Un ordinateur quantique utilise des bits quantiques, ou qubits. À la différence des bits classiques qui ne peuvent prendre comme valeurs que 0 ou 1, un qubit peut prendre simultanément les valeurs 0 et 1 grâce au principe de superposition. Cela permettrait de bâtir des architectures de calcul ultra-rapides. Cependant, pour ce faire, les qubits doivent pouvoir former des registres quantiques. Un registre quantique est l’analogue du registre de processeur classique (une zone d’adressage mémoire), composé d’un assemblage de qubits.
En 2011 déjà, une équipe de physiciens dirigée par Rainer Blatt à l’Institut de Physique Expérimentale de l’université d’Innsbruck (Autriche), avaient réussi à créer un registre intriqué de 14 qubits adressables. Mais récemment, Blatt et ses collègues sont allés encore plus loin en créant un registre quantique de 20 qubits adressables et individuellement contrôlables. Les résultats ont été publiés dans la revue Physical Review X.
Pour ce faire, les physiciens ont utilisé 20 ions calcium organisés en ligne servant de qubits et intriqués via un système de lasers. Les scientifiques ont réussi à intriquer les ions calcium avec deux autres, trois autres et même quatre autres ions dans le groupe. Ce n’est bien entendu pas la première fois qu’un grand nombre de particules sont intriquées – mais la prouesse vient du fait que les auteurs aient réussi à lire et adresser chacun de ces qubits individuellement.
« Il existe des systèmes quantiques comme des gaz ultrafroids dans lesquels l’intrication entre un grand nombre de particules a été observée » explique Nicolai Friis, physicien à l’Académie des Sciences Autrichienne (Vienne), et l’un des auteurs principaux de l’étude.
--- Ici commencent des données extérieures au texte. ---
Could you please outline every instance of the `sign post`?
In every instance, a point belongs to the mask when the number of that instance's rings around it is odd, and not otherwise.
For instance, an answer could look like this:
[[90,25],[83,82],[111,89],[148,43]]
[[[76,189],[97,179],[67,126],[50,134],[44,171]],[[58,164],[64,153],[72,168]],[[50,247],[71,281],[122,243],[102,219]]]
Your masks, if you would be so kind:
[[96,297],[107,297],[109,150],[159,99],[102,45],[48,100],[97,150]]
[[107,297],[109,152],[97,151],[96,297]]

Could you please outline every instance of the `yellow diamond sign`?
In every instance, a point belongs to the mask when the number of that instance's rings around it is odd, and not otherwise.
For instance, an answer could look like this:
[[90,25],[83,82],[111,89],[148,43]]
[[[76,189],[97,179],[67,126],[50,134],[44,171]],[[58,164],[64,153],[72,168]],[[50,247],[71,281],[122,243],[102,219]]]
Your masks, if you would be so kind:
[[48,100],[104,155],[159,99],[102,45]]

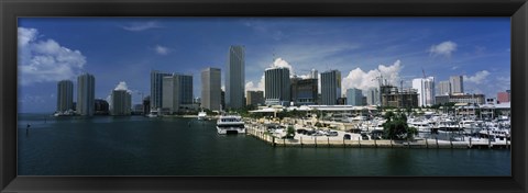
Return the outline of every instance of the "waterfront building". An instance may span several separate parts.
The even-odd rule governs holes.
[[[219,111],[221,105],[221,73],[219,68],[201,70],[201,107]]]
[[[90,73],[77,77],[77,114],[92,116],[96,98],[96,78]]]
[[[161,114],[174,114],[179,111],[180,104],[180,79],[173,75],[163,77],[162,112]]]
[[[451,95],[437,95],[436,104],[446,104],[448,102],[453,103],[469,103],[469,104],[484,104],[486,102],[484,94],[451,94]]]
[[[330,70],[321,73],[321,104],[334,105],[341,96],[341,71]]]
[[[317,70],[316,75],[317,75]],[[317,104],[318,79],[310,75],[307,79],[292,78],[292,101],[295,105]]]
[[[157,113],[163,106],[163,78],[169,77],[170,73],[160,72],[157,70],[151,71],[151,112]]]
[[[246,105],[260,106],[264,105],[264,92],[263,91],[246,91],[245,96]]]
[[[264,72],[266,105],[289,105],[290,80],[288,68],[268,68]]]
[[[363,91],[356,88],[346,89],[346,104],[354,106],[363,105]]]
[[[377,88],[372,88],[366,91],[366,104],[380,105],[380,90]]]
[[[438,82],[438,95],[451,94],[451,83],[448,80]]]
[[[56,112],[65,113],[74,110],[74,82],[61,80],[57,82],[57,109]]]
[[[112,91],[112,115],[130,115],[132,96],[127,90],[113,90]]]
[[[110,113],[110,105],[106,100],[96,99],[95,104],[96,115],[108,115]]]
[[[464,78],[462,76],[449,77],[449,83],[451,84],[451,94],[464,93]]]
[[[151,96],[147,95],[143,98],[143,114],[146,115],[151,113]]]
[[[418,107],[418,93],[414,89],[398,92],[394,86],[382,86],[382,106]]]
[[[226,68],[226,105],[230,109],[244,106],[245,54],[244,46],[230,46]]]
[[[413,89],[418,93],[419,106],[431,106],[435,104],[435,78],[413,79]]]
[[[498,92],[497,93],[497,101],[498,102],[509,102],[509,93],[508,92]]]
Il existe même certains ordinateurs quantiques avec des assemblages de 50 qubits (IBM) ou 72 qubits (Google Bristlecone), mais dans ces systèmes, les qubits ne peuvent être individuellement contrôlés, lus et adressés.
Pour accomplir cet exploit, les auteurs ont piégé et confiné les 20 ions calcium au sein d’un puissant champ magnétique. Ensuite, grâce à plusieurs lasers, ils ont intriqué les ions afin d’obtenir un assemblage de 20 qubits, chaque qubit étant encodé dans l’état électronique d’un ion calcium. Cependant, un système intriqué comprenant plusieurs particules ne peut pas être décrit par chacune de ces particules, mais uniquement comme un seul système multi-intriqué. Cela rend la détection difficile – l’équipe a donc dû concevoir un moyen de détecter l’intrication de multiples particules.
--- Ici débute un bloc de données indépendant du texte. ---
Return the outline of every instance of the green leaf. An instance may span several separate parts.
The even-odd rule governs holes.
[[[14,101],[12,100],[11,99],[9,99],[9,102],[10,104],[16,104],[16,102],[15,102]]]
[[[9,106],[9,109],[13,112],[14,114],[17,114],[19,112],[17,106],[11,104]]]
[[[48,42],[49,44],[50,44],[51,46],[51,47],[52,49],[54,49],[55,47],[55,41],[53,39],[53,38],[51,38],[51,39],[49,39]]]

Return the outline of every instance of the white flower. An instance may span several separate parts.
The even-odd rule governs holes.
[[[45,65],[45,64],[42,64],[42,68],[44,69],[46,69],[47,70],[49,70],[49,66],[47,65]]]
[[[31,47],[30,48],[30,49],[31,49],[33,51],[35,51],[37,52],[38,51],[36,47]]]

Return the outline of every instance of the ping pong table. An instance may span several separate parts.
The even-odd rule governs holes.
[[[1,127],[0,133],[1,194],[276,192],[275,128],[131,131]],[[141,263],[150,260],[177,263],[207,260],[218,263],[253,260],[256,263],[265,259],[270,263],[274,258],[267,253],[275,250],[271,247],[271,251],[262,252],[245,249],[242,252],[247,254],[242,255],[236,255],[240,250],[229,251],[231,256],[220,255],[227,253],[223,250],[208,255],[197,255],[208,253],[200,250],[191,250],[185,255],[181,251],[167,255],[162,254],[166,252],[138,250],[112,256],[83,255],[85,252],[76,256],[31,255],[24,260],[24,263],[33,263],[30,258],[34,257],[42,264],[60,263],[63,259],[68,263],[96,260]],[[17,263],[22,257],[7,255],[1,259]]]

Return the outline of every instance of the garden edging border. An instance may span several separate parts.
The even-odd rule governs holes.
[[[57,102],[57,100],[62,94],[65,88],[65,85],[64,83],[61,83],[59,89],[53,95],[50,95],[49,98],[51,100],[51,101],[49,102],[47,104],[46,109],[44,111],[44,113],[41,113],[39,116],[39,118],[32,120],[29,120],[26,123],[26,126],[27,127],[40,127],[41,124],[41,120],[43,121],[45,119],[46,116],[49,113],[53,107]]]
« Premièrement, les particules sont intriquées par paires » explique Ben Lanyon, physicien et également l’un des auteurs principaux de l’étude. Son équipe a travaillé en collaboration avec des chercheurs de l’université d’Ulm (Allemagne). « Grâce aux méthodes développées conjointement avec nos collègues de Vienne et d’Ulm, nous pouvons détecter la propagation de l’intrication à tous les triplets de particules périphériques, à la plupart des quadruplets et à quelques quintuplets ».
Les physiciens viennois et allemands ont développé deux approches différentes. Les premiers ont développé une méthode utilisant un petit nombre de mesures permettant d’obtenir des résultats facilement analysables. Cette méthode a permis de détecter l’intrication jusqu’à trois particules en même temps dans le registre quantique. Les seconds ont employés une méthode numérique plus complexe mais aussi plus efficace, permettant d’observer l’intrication jusqu’à cinq particules à la fois. Avec ces méthodes, les scientifiques ont réussi à détecter l’intrication de 20 qubits.
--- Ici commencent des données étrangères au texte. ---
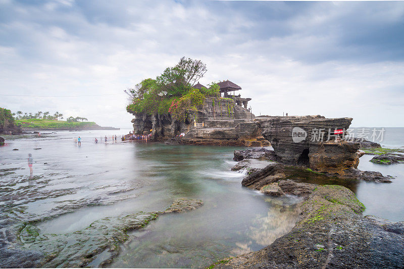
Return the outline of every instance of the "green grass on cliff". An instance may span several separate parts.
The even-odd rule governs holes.
[[[92,121],[68,122],[64,120],[40,119],[16,120],[15,122],[22,128],[30,129],[70,129],[96,125]]]

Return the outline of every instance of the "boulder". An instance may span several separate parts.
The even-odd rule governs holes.
[[[361,158],[366,154],[366,153],[363,150],[358,150],[358,151],[357,151],[357,154],[359,158]]]
[[[266,185],[285,177],[284,166],[280,163],[272,163],[265,168],[252,173],[241,181],[241,185],[250,189],[260,190]]]
[[[346,130],[351,121],[317,115],[268,117],[259,122],[279,161],[336,172],[358,166],[359,144],[334,142],[334,130]]]
[[[215,268],[402,268],[401,224],[392,230],[364,217],[349,190],[318,186],[300,204],[301,218],[271,245],[215,264]]]
[[[381,146],[379,143],[376,142],[372,142],[366,139],[362,139],[360,138],[354,138],[352,139],[352,142],[356,142],[359,143],[361,148],[381,148]]]
[[[260,190],[260,191],[265,194],[273,196],[283,196],[285,195],[285,193],[282,191],[280,187],[278,186],[278,183],[276,182],[264,186]]]
[[[303,197],[308,197],[317,187],[316,184],[295,182],[290,180],[279,181],[278,185],[286,194]]]
[[[404,163],[404,155],[401,154],[382,154],[375,156],[369,161],[379,164]]]
[[[374,171],[362,171],[358,169],[349,168],[343,171],[342,174],[328,173],[327,175],[337,176],[342,178],[361,180],[365,181],[373,181],[375,182],[383,182],[389,183],[391,182],[390,178],[384,176],[380,172]]]

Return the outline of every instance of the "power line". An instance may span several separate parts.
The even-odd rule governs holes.
[[[109,94],[105,95],[2,95],[2,96],[16,96],[19,97],[84,97],[89,96],[105,96],[110,95],[119,95],[125,94],[124,93],[121,94]]]

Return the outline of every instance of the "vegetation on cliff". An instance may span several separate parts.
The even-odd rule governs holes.
[[[74,129],[97,126],[92,121],[69,122],[42,119],[20,119],[17,120],[15,122],[17,125],[27,129]]]
[[[182,57],[175,66],[168,67],[156,79],[143,79],[134,88],[125,91],[130,102],[126,110],[133,115],[170,114],[181,121],[190,116],[197,120],[196,112],[207,97],[217,100],[219,106],[234,105],[232,100],[220,97],[220,87],[214,82],[209,88],[192,87],[206,71],[206,65],[201,61]]]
Les auteurs affirment que ces méthodes peuvent être utilisées pour créer des registres quantiques encore plus grands – et puisque les qubits peuvent être manipulés individuellement, cela pourrait servir à effectuer des simulations quantiques ou des calculs quantiques complexes. « Notre objectif à moyen-terme est la création d’un registre de 50 qubits. Cela pourrait nous aider à résoudre des problèmes que les meilleurs supercalculateurs sont incapables de solutionner aujourd’hui » conclut Blatt.